Tai-Pan by James Clavell

Tai-Pan by James Clavell

Author:James Clavell
Format: mobi, epub
Tags: Fiction - General, Fiction, General
ISBN: 9780385292184
Publisher: Dell Publishing
Published: 1983-04-13T20:00:00+00:00


CHAPTER EIGHTEEN

* * *

Longstaff had his back to the door and was staring out the main cabin windows at the mail packet. Struan noticed that the dining table was set for four. On the desk were many official dispatches. “Morning, Will.”

“Hello, Dirk.” Longstaff turned and stuck out his hand, and Struan saw that he looked younger than he had for months. “Well, this is curious, isn’t it?”

“What?” Struan asked, knowing that it must be the Russian. But he let Longstaff have the pleasure of telling him. Too, he wanted to hear Longstaff’s evaluation, for though Longstaff was out of his depth in Asia and useless as Captain Superintendent of Trade, Struan knew Longstaff’s views on European diplomatic affairs to be incisive and extremely knowledgeable.

Ever since Struan had settled the immediate problem of Aristotle and had seen Robb take him aboard safely, he had puzzled over the reason for the Russian’s arrival. He found it strangely unsettling but did not know why.

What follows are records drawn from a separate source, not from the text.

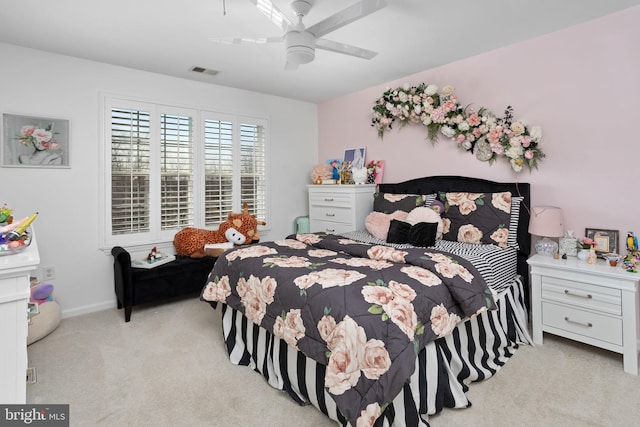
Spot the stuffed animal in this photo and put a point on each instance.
(239, 229)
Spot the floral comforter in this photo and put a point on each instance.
(362, 310)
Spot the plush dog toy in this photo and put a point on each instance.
(238, 229)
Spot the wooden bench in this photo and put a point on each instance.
(135, 286)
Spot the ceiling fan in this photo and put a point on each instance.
(300, 41)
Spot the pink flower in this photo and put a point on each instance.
(474, 119)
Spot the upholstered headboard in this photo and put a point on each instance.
(434, 184)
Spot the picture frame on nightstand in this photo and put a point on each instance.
(606, 240)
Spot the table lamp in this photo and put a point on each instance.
(546, 222)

“You won’t have heard yet, but we’ve an uninvited guest.”

“Oh, who?”

“An archduke, no less. A Russian archduke, Alexi Zergeyev. He came on the mail packet.”

Struan was suitably impressed. “Why should we be ‘honored’ here in Asia?”

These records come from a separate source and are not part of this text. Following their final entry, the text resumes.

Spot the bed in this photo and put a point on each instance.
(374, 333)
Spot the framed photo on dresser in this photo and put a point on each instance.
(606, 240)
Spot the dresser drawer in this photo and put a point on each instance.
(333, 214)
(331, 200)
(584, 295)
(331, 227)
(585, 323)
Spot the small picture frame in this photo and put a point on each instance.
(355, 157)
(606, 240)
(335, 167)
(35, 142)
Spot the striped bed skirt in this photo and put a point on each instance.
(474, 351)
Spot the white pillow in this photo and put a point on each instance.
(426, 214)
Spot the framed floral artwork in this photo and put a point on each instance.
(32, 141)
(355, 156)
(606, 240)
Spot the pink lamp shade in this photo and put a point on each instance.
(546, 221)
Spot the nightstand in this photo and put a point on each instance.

“Why, indeed?” Longstaff rubbed his hands together happily. “He’s joining us for lunch. Clive’s escorting him.”

Clive Monsey was Longstaff’s deputy captain superintendent of trade, a civil servant by profession and, like Longstaff, a Foreign Office appointee. Normally Monsey’s duties kept him at Macao, where Longstaff maintained his permanent headquarters.

“There are some interesting dispatches too,” Longstaff was saying, and Struan’s interest heightened. He knew that none would contain the formal approval of the Treaty of Chuenpi and the appointment of Longstaff as the first governor of the Colony of Hong Kong, because the news of the successful conclusion of the war would just be reaching England.

Struan accepted the sherry. “The Middle East?” he asked and held his breath.

“Yes. The crisis is over, thank God! France accepted the Foreign Secretary’s settlement, and there’s no longer any fear of general war. The Turkish sultan’s so grateful for our support that he’s signed a commercial treaty with us canceling all Turkish trade monopolies, throwing open the whole Ottoman Empire to British trade.”

Struan let out a yell. “By all that’s holy! That’s the best news we’ve had in many a long day!”

“I thought you’d be pleased,” Longstaff said.

The longstanding crisis had to do with the Dardanelles, the strait that was controlled by the Turkish Ottoman Empire. It was the key to Mediterranean Europe and a perpetual casus belli among the Great Powers—Britain, France, Russia, Austro-Hungary, and Prussia—because the Dardanelles was a shortcut for Russian warships to enter the vital Mediterranean, and also for warships of other nations to enter the Black Sea and threaten the weak underbelly of Russia. Eight years ago Russia had compelled Turkey to sign a treaty which gave Russia joint suzerainty over the Dardanelles, and international tension had been acute ever since. Then, three years ago, Mehemet Ali, the French-supported upstart soldier-pasha of Egypt, had launched an attack on Constantinople, proclaiming himself Caliph of the Ottoman Empire.